El
silencio es un magnífico territorio sobre el que construir el vademécum del
recuerdo. La edad también lo es. Y con ambos ingredientes unidos descubro el
poemario Vida salvaje, que ahora publica Hiperión y por el que Juan
Ramón Santos recibió hace pocos meses el premio Valencia, de la institución
Alfonso el Magnánimo.
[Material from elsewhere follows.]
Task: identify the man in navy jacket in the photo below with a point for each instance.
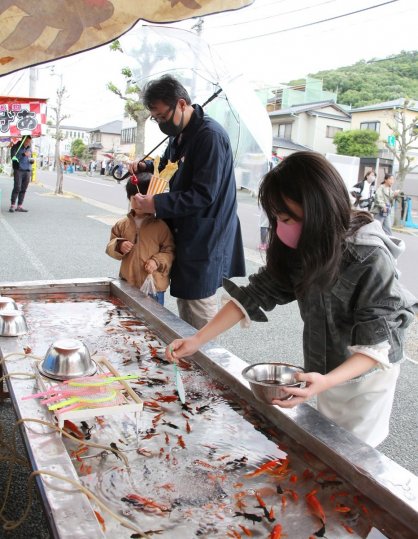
(201, 206)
En sus páginas, llenas de una música endecasílaba de
brillante trazado, el narrador y poeta plasentino nos presenta instantáneas y
reflexiones sobre el mundo de la infancia (el olor matinal del pan recién
hecho; las obras continuas que se ejecutaban en su casa; los árboles que lo
circundaban; las crueldades pueriles que se ejecutaban sobre saltamontes, ranas
o gatos; o las lecturas primigenias, llenas de furor, deslumbramiento y arrebato
(los tres sustantivos son suyos). A continuación, el poeta establece una pausa
estacional, donde los haikus, hermosísimos, se convierten en los protagonistas.
Y, tras ese remanso, llega la parte final (“Aprendizaje”), donde el gran tema,
que palpita en todas las composiciones y que nos estremece y conmociona verso
tras verso, es la muerte. El gran misterio de la muerte. El cruel hachazo de la
muerte. El fogonazo de luz negra que clausura las sonrisas, y que nos espera a
todos con inagotable paciencia. A ese delta llegaremos de forma unánime, y por
eso constituye uno de los grandes temas de la literatura (junto al amor o el
paso del tiempo, si no son ambos, en realidad, pliegues, negaciones o matices
de la Vieja Dama).
Alejado de declamaciones patéticas y de histrionismos efectistas, pero con un ritmo y un léxico altamente eficaces, Juan Ramón Santos esmalta un tomo de conmovedora belleza triste, que aconsejo leer de noche, en voz alta, rodeado por el más absoluto de los silencios, para apreciar con más nitidez su carga emocional y su brillantez estilística.